If you have been reading comics for any time at all, Jonathan Hickman is name you likely know. He has done tremendous amount of work over the years, from creator owned works like The Nightly News and Pax Romana to Marvel works, up to and including the recent universe re-set Secret Wars.
This week, Hickman releases a double sized first issue of a new creator owned series, The Black Monday Murders.
Hot New Comics: Black Monday Murders #1
In typical Hickman fashion, this first episode feels like the beginning of a massive set-up. One of the things that has proven to be true in much of his work is that Hickman establishes things that are paid off much, much later in a series; especially in his Marvel work, he laid groundwork for things that became vital parts of Secret Wars years earlier.

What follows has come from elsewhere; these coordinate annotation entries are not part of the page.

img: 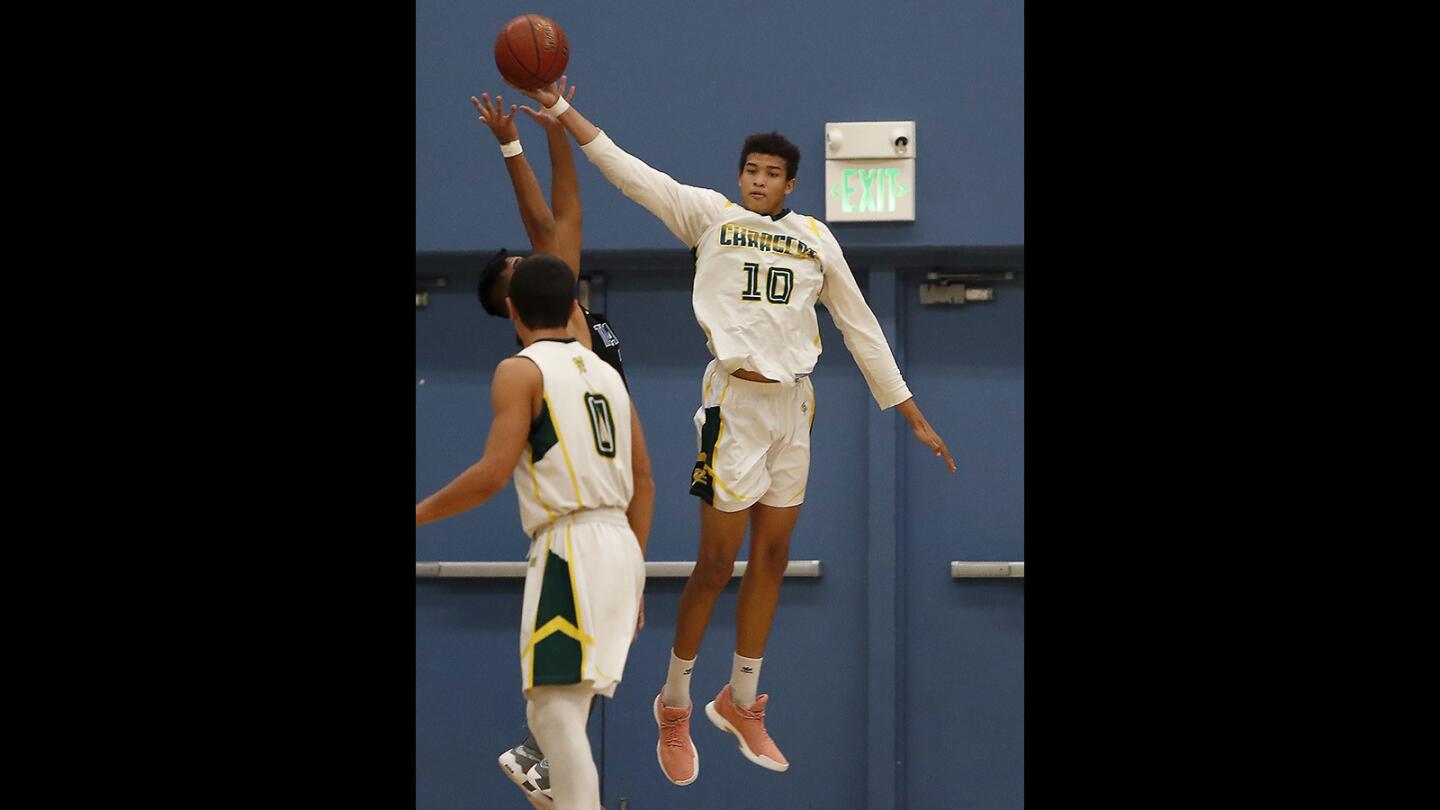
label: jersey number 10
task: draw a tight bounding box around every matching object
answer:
[585,393,615,458]
[740,261,795,304]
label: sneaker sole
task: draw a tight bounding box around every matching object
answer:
[498,751,554,810]
[706,700,791,774]
[649,695,700,787]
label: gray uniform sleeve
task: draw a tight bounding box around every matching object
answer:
[815,221,910,411]
[580,131,730,248]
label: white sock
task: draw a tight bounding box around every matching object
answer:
[526,683,603,810]
[660,650,698,709]
[730,653,765,709]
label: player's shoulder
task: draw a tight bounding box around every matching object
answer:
[786,209,837,242]
[495,347,544,380]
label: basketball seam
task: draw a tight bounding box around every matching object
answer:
[501,36,540,85]
[526,14,544,84]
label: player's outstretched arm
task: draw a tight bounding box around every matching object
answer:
[625,401,655,641]
[896,396,955,473]
[505,76,600,147]
[625,401,655,556]
[469,92,556,254]
[511,76,730,246]
[521,76,583,278]
[415,357,544,526]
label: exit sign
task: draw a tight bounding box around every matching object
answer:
[825,159,914,222]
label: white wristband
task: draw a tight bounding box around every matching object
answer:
[544,95,570,118]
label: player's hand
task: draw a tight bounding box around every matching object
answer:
[469,92,520,144]
[520,76,575,134]
[896,398,956,473]
[501,76,566,107]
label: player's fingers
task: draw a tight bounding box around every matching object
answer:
[940,441,956,473]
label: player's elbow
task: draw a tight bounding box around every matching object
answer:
[635,470,655,497]
[469,458,508,502]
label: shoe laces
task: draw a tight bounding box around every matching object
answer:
[660,716,687,748]
[730,700,773,742]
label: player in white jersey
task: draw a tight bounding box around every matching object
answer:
[517,75,955,784]
[469,84,655,810]
[415,254,654,810]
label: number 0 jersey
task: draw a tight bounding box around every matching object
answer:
[516,337,635,536]
[580,133,910,408]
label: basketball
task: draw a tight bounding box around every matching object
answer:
[495,14,570,89]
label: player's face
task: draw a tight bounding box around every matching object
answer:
[740,151,795,215]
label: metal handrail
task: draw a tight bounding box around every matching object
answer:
[950,559,1025,579]
[415,559,821,579]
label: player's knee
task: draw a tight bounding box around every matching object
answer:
[749,538,791,577]
[690,556,734,591]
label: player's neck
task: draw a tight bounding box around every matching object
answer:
[744,202,785,216]
[516,324,573,347]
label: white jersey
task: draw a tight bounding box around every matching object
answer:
[516,337,635,536]
[580,133,910,408]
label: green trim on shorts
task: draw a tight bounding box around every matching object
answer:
[530,551,582,686]
[690,405,720,506]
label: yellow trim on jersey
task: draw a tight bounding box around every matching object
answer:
[520,528,552,689]
[706,464,757,500]
[520,615,595,657]
[526,445,556,520]
[541,393,585,509]
[564,526,595,680]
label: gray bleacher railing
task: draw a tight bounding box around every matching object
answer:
[415,559,821,579]
[950,559,1025,579]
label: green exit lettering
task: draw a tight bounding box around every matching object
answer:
[829,169,906,213]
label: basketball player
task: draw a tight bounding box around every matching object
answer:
[415,254,654,810]
[506,75,956,785]
[471,82,655,810]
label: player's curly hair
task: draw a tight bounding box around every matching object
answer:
[740,133,801,180]
[510,254,575,329]
[477,248,510,317]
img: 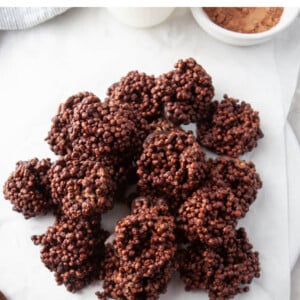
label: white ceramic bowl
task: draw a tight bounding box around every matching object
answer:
[108,7,174,28]
[191,7,300,46]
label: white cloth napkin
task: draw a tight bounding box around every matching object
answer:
[0,9,300,300]
[0,7,67,30]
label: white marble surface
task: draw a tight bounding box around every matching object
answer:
[0,9,300,300]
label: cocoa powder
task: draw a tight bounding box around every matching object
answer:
[203,7,283,33]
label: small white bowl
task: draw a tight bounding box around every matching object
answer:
[108,7,174,28]
[191,7,300,46]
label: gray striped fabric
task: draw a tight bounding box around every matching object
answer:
[0,7,68,30]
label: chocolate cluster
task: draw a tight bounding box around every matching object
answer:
[48,153,116,219]
[153,58,214,124]
[137,129,205,202]
[178,228,260,300]
[4,58,262,300]
[3,158,53,219]
[197,95,263,157]
[98,197,177,300]
[32,215,108,292]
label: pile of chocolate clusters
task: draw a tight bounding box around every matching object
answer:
[4,58,263,300]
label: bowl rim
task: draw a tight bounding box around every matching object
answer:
[191,7,300,40]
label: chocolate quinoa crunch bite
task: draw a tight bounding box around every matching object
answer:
[49,153,116,218]
[197,95,263,157]
[4,58,263,300]
[47,92,137,164]
[3,158,53,219]
[178,228,260,300]
[207,156,262,210]
[152,58,214,124]
[32,216,108,292]
[137,130,205,202]
[107,71,162,121]
[177,187,238,246]
[98,196,176,300]
[46,92,100,155]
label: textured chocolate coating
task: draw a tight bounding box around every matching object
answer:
[49,153,116,218]
[107,71,162,121]
[137,130,205,201]
[46,92,100,155]
[152,58,214,124]
[98,197,176,300]
[197,95,263,157]
[177,187,242,246]
[207,157,262,211]
[47,93,137,164]
[3,158,53,219]
[32,216,108,292]
[178,228,260,300]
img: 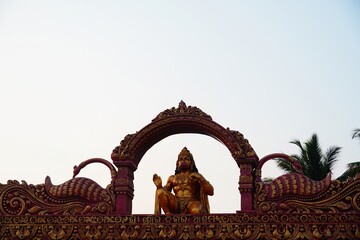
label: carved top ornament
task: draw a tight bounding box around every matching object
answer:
[111,101,258,165]
[152,100,212,122]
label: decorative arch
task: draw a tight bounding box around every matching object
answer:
[111,101,258,213]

So any time you approach a new work by Hickman, do so knowing that he is setting up things that will be happen much later in the series.
In this first issue of Black Monday Murders, the world is set, as we re-visit the Black Monday of the stock market collapse in the 1920s, the start of what became the Great Depression. In doing so, we learn of a mysterious group that is at work in the market, even manipulating it. However, when the market goes south, we see that there must be a sacrifice, per some mystic agreement.

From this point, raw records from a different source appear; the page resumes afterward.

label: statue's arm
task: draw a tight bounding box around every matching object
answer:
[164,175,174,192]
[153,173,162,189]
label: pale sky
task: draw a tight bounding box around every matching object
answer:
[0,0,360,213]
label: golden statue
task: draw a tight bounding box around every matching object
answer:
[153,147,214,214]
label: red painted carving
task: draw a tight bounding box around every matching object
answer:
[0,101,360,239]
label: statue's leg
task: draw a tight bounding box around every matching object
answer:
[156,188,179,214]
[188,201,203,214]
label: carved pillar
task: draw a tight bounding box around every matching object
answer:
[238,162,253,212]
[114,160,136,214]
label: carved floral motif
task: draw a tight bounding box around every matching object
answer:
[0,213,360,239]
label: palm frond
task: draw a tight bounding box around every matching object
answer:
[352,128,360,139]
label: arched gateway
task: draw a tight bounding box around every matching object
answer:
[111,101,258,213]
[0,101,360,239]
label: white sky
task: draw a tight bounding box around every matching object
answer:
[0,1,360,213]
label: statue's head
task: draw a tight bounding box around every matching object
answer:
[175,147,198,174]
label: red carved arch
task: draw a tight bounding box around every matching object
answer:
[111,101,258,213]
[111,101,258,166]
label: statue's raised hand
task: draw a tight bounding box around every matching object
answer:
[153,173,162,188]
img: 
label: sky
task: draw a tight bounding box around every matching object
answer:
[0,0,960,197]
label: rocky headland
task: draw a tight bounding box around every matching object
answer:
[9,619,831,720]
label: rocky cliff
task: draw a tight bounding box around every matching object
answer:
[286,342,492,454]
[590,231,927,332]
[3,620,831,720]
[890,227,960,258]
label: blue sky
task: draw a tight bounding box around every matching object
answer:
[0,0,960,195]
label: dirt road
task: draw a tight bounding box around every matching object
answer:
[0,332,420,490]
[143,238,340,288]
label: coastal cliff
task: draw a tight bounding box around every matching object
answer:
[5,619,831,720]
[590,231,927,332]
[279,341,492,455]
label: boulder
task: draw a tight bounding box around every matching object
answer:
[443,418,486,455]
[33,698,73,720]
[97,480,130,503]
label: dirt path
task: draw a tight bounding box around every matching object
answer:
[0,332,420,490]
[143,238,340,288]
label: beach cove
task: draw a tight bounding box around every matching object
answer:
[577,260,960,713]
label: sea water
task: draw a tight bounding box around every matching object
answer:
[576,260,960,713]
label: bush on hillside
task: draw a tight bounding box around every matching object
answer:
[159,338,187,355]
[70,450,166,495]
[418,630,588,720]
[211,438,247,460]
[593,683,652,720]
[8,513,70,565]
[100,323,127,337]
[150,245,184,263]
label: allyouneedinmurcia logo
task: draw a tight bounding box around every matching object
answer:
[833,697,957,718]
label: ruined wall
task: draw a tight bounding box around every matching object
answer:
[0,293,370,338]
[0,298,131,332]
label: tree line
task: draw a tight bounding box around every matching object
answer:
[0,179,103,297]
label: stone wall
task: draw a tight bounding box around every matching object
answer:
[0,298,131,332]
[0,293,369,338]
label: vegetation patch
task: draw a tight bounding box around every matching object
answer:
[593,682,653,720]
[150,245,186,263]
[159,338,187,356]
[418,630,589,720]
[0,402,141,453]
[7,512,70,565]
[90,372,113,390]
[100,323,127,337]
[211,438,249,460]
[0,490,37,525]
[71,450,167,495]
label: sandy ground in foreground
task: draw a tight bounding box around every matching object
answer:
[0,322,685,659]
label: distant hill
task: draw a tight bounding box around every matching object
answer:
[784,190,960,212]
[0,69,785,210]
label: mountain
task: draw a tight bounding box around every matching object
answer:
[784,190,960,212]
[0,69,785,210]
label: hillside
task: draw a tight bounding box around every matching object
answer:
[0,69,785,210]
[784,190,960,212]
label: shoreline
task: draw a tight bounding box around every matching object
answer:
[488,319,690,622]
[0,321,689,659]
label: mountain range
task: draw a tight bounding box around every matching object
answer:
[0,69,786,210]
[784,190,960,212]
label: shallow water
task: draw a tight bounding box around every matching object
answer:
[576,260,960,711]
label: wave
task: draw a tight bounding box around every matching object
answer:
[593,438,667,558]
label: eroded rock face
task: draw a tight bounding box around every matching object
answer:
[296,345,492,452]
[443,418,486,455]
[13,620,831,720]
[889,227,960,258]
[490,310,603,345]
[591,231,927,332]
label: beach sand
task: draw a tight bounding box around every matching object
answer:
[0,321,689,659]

One of the other things that is true of most of Hickman’s works is that his work in graphics show up as well. He has an eye for design and in a couple of pages we see the history of this mysterious cabal, setting up stories that I guess will be unraveled over the course of the series, while also bringing us to present day.

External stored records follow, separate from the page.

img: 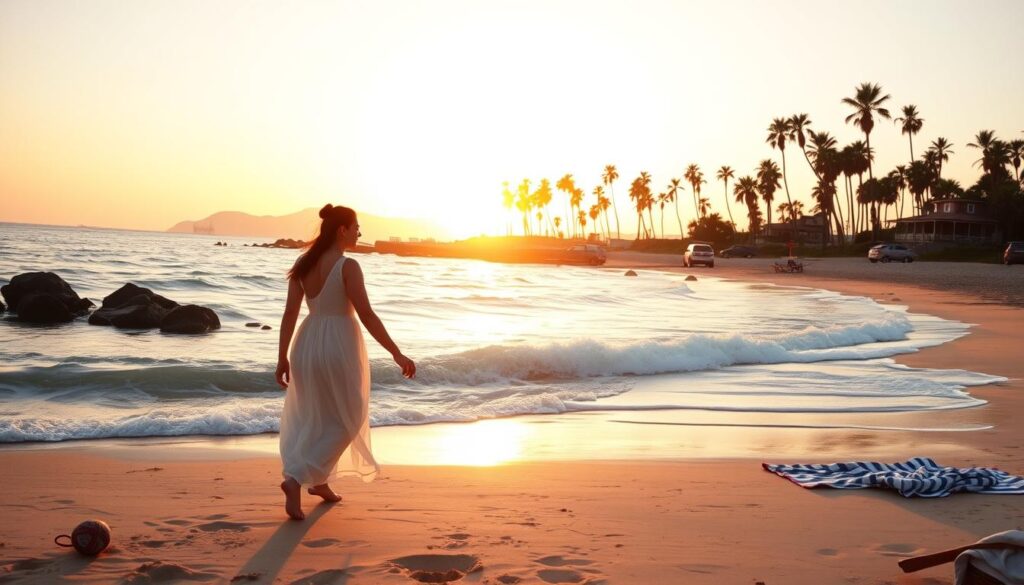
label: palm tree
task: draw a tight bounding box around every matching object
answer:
[663,177,683,239]
[790,114,821,178]
[906,160,935,210]
[515,178,534,236]
[630,173,650,240]
[715,165,736,231]
[929,136,956,178]
[697,197,711,219]
[732,175,770,241]
[843,83,891,178]
[555,174,575,238]
[594,185,611,240]
[895,105,925,161]
[1008,138,1024,182]
[765,118,793,213]
[889,165,907,219]
[587,203,601,240]
[532,178,554,235]
[569,187,587,238]
[657,193,671,240]
[639,171,657,237]
[756,159,782,234]
[502,180,515,236]
[601,165,623,240]
[683,164,706,218]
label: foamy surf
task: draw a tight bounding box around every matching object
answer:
[0,226,1000,443]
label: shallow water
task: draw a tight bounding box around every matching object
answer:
[0,224,1001,443]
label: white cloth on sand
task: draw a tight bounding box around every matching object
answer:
[953,530,1024,585]
[280,256,380,486]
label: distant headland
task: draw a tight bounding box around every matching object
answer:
[168,207,444,241]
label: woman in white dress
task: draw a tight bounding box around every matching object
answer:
[274,204,416,520]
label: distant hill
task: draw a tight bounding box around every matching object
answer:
[168,207,443,242]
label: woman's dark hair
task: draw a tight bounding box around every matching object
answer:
[288,203,355,279]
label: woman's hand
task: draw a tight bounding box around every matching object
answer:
[394,353,416,379]
[273,360,292,390]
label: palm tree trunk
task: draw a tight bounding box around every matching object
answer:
[672,197,684,240]
[779,149,793,219]
[720,179,736,232]
[864,132,874,178]
[608,187,623,240]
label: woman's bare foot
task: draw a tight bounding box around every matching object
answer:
[306,484,341,502]
[281,477,306,520]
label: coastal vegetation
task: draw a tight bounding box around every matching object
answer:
[503,83,1024,247]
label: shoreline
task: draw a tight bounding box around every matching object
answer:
[0,258,1024,585]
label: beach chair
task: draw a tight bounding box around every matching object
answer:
[772,258,804,273]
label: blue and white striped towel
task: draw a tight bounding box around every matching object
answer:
[762,457,1024,498]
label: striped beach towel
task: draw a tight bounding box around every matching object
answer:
[762,457,1024,498]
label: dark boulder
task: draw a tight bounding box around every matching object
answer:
[0,273,94,323]
[101,283,178,310]
[89,283,178,329]
[160,304,220,333]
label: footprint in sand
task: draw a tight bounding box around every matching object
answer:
[391,554,483,583]
[537,555,594,567]
[289,569,348,585]
[196,521,250,532]
[537,569,584,583]
[302,538,341,548]
[122,560,220,585]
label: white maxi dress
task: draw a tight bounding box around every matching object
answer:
[281,256,380,486]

In the present day part of the book, it feels like a trope of a forlorn under-appreciated cop, who also dabbles in magic, and recently made a kill that turned out to be of a very evil person, though no one at the time understood that. And, of course, the detective is drawn into another death related to the global markets and the story goes from there.
The story here is an interesting one and it revisits a couple themes that are prevalent in comics today. First, the idea of a global conspiracy isn’t a new one; Greg Rucka’s work in Lazarus establishes a dystopian future that is almost built on the same premise: a handful of families that run the world.
But there is something to the mysticism and magic that Hickman adds in this story; where Rucka has done the work of establishing why the world could become like this (as his letter pages and supplemental reading demonstrate), Hickman seems to want to draw the reader into the idea of magical forces and mystical covens being at work.
And it works in this first issue! As a reader, I do want to see more and know more about what is to come, both in the story set in the here and now and in the stories that are set in the past and just vaguely referenced in the graphical history pages.
If Hickman’s brand of long-form storytelling intrigues you, then this book feels like an excellent jumping on point; as with any Hickman book, the temptation will be to let more of it play out before jumping in but this issue and the work in seem to indicate that his storytelling may use some of the old style of long story while also recognizing the need for each issue to contain something as well.
I give The Black Monday Murders a 8.5 of out of 10 Nerds.